For Ferguson, it’s that kind of forceful imagination that inspires librarians to keep moving.
“We’re really good at keeping the machines going: The clocks are always wound, the equipment is up and running,” Ferguson says. “What the students do is they push us to innovate — to consider new technologies and new ways to think about the space.”
Ferguson hopes the b.Makerspace clubs — whose interests range from food waste to emergency response robots — can hold open houses and workshops for the campus community to show off their technologies and passions. Through that openness, the Library can inspire new partnerships and redefine what’s possible, Ferguson says.
“We want data science people to talk to engineering folks,” says Josh Quan, the data services librarian. “We want engineering folks to talk to digital humanities folks.”
For Nicole Brown, who mentors the library research fellows, the community-building in the Makerspace is a rough blueprint for how the Library aims to serve students in the future. As the Library begins to imagine how the first three floors of Moffitt Library can transform into the Center for Connected Learning, Brown hopes to build a new kind of reference desk — one bustling with students, with no shortage of talents and ideas.

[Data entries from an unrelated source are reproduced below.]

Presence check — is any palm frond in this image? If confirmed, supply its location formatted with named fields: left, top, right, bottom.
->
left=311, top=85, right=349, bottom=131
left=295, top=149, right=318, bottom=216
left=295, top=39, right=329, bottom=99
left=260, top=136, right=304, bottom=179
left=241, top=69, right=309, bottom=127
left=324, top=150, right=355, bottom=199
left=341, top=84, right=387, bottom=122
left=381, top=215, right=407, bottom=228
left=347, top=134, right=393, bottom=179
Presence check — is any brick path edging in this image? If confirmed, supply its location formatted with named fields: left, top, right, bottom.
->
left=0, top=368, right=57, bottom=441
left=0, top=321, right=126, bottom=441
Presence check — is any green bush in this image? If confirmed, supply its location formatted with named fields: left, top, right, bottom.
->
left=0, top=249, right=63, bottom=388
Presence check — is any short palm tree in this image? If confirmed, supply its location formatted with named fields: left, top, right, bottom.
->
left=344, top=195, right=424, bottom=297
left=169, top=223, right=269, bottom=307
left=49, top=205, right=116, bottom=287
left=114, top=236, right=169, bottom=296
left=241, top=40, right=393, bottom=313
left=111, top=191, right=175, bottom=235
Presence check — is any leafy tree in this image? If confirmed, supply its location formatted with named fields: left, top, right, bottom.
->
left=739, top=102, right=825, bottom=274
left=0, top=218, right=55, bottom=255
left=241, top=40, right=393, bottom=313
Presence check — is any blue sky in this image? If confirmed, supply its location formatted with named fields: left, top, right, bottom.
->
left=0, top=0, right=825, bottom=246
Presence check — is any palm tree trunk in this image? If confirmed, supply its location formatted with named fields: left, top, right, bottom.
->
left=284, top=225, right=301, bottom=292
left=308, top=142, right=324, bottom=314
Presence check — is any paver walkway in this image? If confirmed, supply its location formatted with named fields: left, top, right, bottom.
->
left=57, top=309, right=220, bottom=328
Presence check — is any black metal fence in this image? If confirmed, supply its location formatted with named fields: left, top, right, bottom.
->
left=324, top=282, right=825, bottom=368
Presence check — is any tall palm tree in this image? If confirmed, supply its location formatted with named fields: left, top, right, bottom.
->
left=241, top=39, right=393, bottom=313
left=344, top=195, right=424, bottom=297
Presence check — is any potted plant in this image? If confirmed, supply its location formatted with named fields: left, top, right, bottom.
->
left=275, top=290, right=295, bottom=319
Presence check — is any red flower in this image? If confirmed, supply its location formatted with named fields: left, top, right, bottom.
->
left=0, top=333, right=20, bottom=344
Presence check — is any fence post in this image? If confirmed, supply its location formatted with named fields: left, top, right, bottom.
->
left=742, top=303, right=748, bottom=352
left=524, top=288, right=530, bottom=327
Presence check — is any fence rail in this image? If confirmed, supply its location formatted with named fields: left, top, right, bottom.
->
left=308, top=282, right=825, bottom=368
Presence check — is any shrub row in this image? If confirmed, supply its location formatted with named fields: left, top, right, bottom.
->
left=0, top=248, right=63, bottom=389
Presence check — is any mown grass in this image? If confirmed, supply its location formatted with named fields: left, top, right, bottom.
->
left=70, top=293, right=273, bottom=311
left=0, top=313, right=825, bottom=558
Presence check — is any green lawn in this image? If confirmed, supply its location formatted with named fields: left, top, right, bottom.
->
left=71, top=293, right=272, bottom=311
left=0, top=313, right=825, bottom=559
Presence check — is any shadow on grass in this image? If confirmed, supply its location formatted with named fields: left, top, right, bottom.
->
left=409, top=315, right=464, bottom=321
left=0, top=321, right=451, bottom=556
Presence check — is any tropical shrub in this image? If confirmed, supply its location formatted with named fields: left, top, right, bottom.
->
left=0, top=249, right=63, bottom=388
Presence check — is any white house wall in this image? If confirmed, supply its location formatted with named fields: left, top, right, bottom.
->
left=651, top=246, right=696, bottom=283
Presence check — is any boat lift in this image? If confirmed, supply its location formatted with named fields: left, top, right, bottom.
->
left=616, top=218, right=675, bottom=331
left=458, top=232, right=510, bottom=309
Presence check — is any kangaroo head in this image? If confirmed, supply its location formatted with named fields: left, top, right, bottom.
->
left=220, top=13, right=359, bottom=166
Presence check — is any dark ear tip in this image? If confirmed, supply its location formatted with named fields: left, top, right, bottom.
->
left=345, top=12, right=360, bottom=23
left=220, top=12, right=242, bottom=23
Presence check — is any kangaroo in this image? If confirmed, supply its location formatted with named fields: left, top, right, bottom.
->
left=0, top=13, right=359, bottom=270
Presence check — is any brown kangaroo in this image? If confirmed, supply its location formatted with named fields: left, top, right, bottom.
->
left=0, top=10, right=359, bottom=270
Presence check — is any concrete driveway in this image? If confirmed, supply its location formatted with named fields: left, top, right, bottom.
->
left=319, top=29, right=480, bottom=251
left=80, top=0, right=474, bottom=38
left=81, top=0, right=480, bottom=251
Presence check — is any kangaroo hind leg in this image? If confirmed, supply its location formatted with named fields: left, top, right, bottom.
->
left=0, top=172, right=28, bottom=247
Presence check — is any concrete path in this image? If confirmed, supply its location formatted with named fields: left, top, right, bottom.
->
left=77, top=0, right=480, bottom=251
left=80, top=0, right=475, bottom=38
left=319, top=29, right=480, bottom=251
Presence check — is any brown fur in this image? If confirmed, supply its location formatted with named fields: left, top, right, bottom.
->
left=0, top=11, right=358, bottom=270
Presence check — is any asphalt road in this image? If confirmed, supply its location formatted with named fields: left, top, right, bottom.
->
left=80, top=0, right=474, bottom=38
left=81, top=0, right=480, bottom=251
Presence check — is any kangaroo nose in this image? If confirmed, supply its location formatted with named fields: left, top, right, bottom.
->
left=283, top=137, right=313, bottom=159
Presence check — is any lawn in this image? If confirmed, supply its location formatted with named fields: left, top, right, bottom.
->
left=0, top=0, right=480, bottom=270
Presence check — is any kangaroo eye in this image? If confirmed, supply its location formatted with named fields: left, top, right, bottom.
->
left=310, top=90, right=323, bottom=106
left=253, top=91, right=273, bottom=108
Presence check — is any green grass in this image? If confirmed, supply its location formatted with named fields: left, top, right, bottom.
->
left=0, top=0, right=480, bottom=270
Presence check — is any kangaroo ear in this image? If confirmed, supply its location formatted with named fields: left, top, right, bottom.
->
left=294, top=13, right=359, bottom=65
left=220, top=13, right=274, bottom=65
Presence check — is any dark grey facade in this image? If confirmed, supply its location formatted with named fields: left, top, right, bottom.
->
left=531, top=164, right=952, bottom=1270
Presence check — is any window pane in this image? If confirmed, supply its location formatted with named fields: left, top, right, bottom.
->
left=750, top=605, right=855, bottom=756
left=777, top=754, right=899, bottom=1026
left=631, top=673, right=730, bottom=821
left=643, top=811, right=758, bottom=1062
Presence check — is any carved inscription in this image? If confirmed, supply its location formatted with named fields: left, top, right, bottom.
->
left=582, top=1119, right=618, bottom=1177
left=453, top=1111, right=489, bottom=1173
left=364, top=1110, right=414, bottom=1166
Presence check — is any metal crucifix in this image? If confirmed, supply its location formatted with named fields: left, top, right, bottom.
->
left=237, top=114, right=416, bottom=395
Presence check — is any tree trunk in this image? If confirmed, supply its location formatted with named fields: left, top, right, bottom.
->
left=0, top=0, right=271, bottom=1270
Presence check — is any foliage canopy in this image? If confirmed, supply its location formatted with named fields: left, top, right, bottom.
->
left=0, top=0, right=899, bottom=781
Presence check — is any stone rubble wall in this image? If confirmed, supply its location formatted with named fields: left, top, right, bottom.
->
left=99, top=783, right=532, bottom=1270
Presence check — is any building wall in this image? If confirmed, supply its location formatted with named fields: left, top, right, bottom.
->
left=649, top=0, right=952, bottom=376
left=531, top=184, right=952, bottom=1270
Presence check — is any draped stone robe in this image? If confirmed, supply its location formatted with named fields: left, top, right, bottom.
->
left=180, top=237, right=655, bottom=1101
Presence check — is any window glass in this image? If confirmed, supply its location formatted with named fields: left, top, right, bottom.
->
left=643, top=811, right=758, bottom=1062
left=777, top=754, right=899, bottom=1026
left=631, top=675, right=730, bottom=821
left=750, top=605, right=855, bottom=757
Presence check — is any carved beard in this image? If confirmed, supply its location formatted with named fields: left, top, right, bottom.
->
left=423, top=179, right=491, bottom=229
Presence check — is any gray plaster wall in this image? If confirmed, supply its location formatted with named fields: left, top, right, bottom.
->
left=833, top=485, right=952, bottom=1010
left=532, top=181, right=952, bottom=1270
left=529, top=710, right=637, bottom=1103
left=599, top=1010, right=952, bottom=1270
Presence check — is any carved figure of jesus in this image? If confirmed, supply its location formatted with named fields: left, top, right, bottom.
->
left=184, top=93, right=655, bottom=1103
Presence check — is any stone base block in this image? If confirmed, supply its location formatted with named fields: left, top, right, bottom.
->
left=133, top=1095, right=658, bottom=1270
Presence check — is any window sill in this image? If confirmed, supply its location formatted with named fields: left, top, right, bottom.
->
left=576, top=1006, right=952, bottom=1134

The Center for Connected Learning, which has already taken over Moffitt’s top two floors, will not only be a gateway into the Library’s resources, but a hub for students of all levels to explore together.
“We’re not going to plop a traditional reference desk in there, we know that,” Brown says. “It’s going to be something way more permeable and messy.”
For now, it’s still theoretical. But little by little, librarians hope the fellows can show them the path forward.
‘I’d like to keep going’
It was a couple of years ago that Auduong first stumbled into the Makerspace. She had just come from a depressing job recruiting session, and it was pouring rain outside.
“I walked in, and someone asked me if I wanted to learn how to 3-D print,” Auduong says. “And I said, ‘Yes,’ because I was crying, and I had nothing else to do that day.”
Today, April 20, is also Auduong’s birthday. Panditi, the other Makerspace fellow, has made her a giant cake, and Auduong is surrounded by friends.
Next year, Auduong will be president of b.Makerspace. She hopes to build up a community in that space, so that others can benefit from the kind of support system she found when she needed it most.
“Freshman year me? I cringe at the thought,” Auduong says. “I think of myself now, and I’m not perfect — I have so much growing to do — but I’m still paces ahead of where I used to be.
“I’d like to keep going,” she says. “Makerspace was a foundation from which I felt secure enough to keep going.”